Institute of Archaeology


Institute of Archaeology alumna receives award for work on historic glass

10 May 2024

Laura Adlington has been announced as the sixth winner of the Society of Glass Technology’s Pilkington Award, named in honour of Sir Alistair Pilkington, the inventor of float glass.

A woman positioning a piece of equipment on a tripod in front of a stained glass window

The Pilkington Award is “designed to encourage and recognise excellent work in glass research or innovation achieved by someone who, like Sir Alastair, has come relatively recently into the field of glass studies.” 

Laura will be presented with the award at the jointly held 15th European Society of Glass Conference and the 15th International Conference on the Structure of Non-Crystalline Materials to be held from 15-19 July 2024 at Churchill College, Cambridge, UK.  This is the first time that the award has been given to a researcher in historic and archaeological glass.

Laura undertook her MSc and PhD research on medieval glass at the UCL Institute of Archaeology, supervised by Ian Freestone.  Her work focused on the production of the Great East Window of York Minster, as well as the investigation of twelfth century window glass in Canterbury Cathedral. It involved the application of a range of scientific techniques to investigate the origins of the glass.   

Following her time at UCL, Laura went on to study the composition of early Islamic glass mosaics with CNRS, France. 

The award was given in recognition of the originality and impact of Laura’s work in furthering the understanding of archaeological and historical glass monuments such as stained glass windows and mosaics.  In particular, she refined and extended an approach to the analysis of glass using hand-held portable x-ray fluorescence (pXRF), which involves concentrating on well-determined trace elements. 

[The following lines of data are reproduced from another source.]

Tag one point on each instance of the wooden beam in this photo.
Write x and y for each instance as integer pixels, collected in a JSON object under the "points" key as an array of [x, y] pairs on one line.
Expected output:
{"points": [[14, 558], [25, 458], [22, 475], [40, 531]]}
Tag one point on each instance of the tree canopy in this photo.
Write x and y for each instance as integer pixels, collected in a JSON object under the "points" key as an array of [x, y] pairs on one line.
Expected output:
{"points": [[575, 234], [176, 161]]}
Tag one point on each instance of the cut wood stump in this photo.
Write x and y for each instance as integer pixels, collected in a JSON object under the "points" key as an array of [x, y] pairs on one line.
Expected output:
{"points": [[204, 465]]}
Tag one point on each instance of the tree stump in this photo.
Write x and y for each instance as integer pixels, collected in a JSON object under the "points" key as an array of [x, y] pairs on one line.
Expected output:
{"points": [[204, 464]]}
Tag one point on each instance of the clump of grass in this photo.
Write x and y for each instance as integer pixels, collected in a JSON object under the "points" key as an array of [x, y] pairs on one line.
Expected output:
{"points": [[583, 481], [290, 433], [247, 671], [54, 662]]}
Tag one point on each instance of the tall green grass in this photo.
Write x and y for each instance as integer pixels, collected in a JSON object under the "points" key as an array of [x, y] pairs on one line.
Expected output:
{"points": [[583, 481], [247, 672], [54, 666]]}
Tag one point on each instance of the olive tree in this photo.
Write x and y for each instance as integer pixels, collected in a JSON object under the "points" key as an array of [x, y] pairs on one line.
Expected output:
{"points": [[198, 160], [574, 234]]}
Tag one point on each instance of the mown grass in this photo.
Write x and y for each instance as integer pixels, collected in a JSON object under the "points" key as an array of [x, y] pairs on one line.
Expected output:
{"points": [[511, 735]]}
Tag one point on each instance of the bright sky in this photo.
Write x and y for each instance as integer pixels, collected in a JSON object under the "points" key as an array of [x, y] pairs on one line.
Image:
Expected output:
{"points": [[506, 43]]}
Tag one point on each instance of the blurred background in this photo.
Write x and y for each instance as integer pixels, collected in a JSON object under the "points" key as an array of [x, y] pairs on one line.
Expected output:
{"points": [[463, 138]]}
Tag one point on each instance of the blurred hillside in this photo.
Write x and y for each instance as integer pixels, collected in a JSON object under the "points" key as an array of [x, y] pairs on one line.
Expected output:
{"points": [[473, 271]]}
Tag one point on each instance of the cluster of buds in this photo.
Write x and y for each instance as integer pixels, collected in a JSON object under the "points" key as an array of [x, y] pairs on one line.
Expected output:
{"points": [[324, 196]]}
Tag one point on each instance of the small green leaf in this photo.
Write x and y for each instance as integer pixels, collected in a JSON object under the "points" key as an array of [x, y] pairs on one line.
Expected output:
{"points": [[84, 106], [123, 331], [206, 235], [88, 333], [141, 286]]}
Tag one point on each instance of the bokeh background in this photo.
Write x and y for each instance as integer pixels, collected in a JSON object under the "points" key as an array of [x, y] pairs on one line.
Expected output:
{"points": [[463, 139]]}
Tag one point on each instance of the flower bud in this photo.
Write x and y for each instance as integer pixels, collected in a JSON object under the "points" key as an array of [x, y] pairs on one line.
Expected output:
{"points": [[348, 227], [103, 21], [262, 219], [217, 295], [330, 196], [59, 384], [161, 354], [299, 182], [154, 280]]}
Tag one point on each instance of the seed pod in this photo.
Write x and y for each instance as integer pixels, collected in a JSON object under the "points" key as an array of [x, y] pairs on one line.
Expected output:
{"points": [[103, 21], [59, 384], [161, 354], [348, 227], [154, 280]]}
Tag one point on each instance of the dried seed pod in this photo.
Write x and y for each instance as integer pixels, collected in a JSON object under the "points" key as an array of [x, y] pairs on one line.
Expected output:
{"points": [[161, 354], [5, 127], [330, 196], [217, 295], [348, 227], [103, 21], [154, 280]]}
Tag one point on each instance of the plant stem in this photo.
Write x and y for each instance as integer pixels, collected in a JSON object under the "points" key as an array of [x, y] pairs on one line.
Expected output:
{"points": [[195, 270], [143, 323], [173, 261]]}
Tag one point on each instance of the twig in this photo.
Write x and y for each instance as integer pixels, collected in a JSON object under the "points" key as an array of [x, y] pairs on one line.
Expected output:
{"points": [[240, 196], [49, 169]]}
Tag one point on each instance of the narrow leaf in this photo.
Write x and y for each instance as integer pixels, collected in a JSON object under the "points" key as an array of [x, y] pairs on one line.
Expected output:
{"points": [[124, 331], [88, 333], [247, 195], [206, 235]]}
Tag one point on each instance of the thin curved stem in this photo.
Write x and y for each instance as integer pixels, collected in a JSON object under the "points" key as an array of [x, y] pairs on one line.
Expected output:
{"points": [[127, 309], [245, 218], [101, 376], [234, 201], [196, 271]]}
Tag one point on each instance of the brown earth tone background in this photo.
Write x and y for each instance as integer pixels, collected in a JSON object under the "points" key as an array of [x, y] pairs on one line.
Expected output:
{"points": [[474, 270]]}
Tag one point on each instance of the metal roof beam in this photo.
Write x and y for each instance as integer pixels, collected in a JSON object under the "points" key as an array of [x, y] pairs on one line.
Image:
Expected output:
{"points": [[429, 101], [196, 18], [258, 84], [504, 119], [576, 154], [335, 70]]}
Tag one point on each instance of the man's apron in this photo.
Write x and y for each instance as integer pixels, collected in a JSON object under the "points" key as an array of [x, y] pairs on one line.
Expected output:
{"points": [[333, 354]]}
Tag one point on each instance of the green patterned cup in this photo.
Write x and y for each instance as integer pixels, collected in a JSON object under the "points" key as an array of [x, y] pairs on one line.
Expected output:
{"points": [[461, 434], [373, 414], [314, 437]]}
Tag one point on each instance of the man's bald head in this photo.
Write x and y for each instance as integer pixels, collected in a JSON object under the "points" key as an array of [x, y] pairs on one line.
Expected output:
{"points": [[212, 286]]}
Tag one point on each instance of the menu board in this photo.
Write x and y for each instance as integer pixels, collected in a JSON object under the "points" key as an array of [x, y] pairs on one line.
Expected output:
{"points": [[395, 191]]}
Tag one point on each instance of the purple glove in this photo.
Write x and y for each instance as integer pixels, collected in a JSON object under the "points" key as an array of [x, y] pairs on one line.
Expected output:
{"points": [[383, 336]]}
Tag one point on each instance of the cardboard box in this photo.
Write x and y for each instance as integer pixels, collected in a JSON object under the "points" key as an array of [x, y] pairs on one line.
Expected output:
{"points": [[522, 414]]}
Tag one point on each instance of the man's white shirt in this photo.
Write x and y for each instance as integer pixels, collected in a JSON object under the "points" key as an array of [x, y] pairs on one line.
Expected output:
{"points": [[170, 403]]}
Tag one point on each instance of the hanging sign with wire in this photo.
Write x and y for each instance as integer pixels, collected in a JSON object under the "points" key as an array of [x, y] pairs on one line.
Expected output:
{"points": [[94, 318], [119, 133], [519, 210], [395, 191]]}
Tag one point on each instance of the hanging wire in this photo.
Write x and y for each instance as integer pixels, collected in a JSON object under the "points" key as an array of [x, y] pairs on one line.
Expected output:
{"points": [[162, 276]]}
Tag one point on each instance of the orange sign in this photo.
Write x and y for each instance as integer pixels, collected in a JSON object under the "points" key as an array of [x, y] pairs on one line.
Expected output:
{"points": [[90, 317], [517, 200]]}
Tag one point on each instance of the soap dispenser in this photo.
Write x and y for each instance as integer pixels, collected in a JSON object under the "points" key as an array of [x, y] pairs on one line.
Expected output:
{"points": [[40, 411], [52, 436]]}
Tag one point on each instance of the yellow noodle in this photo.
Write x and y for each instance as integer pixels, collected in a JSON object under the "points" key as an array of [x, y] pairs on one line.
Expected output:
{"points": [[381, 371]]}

By 3D printing a specially designed polymer nose for the XRF she termed the WindoLyser, she was able to significantly improve the potential of analysis in the investigation of historic and archaeological glass.

Ian Freestone commented:

Laura’s work has pointed the way forward in the investigation of glass windows and mosaics.  It has already been taken up by several laboratories around Europe, and the authorities at Canterbury were recently persuaded to allow the erection of scaffolding to analyse windows which are otherwise inaccessible to analysis.”